One of the most visible results of the Brexit vote has been a massive fall in the value of the pound against other currencies. Starting 2016 at just over US$1.45, the pound reached a high of $1.4877 on 23rd June before tumbling almost overnight to below $1.30.
Recent comments by Theresa May that suggest Brexit negotiations may prioritise immigration control over single market access have sent the pound tumbling even further. It now stands at $1.2914, and economists are predicting further falls.
So what does this actually mean for you and me?
A weak pound tends to boost inflation, since it’s more expensive to import goods. Inflation has been at record lows in recent years, but it’s inching up now. From 0.2% at the beginning of the year, the latest figure is 1.2%, and some economists are forecasting that it could reach as high as 4%.
This will push up prices of food and other everyday goods, since either the goods themselves or the raw materials are frequently important, and fuel prices will probably continue to rise as well. The effects of inflation have been balanced somewhat by fierce price-cutting battles between retailers, but this is unlikely to last.
One of the most immediate effects of a weak pound is that holidays abroad become more expensive. You’ll get fewer dollars, euros or other currency when you book your hotel or change your sterling, so the whole cost will go up considerably.
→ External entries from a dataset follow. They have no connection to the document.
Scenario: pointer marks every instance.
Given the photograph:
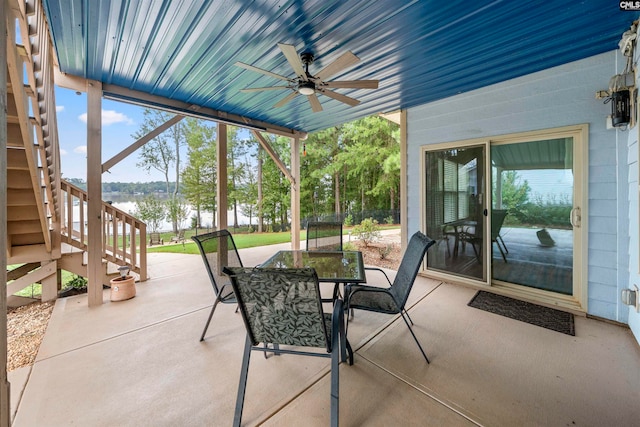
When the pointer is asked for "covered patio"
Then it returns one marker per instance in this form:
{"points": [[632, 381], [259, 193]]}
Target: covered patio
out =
{"points": [[139, 362]]}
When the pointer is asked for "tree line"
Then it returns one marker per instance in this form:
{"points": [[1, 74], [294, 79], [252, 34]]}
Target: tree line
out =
{"points": [[353, 167]]}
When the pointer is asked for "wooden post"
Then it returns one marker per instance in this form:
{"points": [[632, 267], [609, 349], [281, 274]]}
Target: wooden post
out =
{"points": [[295, 193], [5, 401], [404, 239], [221, 196], [94, 191]]}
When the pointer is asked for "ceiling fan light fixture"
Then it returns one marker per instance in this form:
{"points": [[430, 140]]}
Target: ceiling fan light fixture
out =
{"points": [[306, 88]]}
This is likely to lead to a rise in “staycations”, with more people taking their holiday in the UK. Ultimately, this should be good for the economy, since holidaymakers will be spending their money in British tourist destinations, rather than taking it abroad.
Benefits of a Weak Pound
It’s not all gloom. Besides the staycation effect, a weak pound is good for exports and foreign investment, since UK prices have suddenly become more attractive.
More immediately, the Bank of England has been supporting the pound by reducing interest rates from already low levels. If, as is likely, these are passed on to the consumer, it will mean lower rates for a variety of loans, from mortgages to payday loans.
In the short term, both the fall in the pound and the rise in inflation are likely to continue. In the longer term, the outcome will depend largely on what the financial markets make of the Brexit negotiations and whatever new trade deals can be agreed.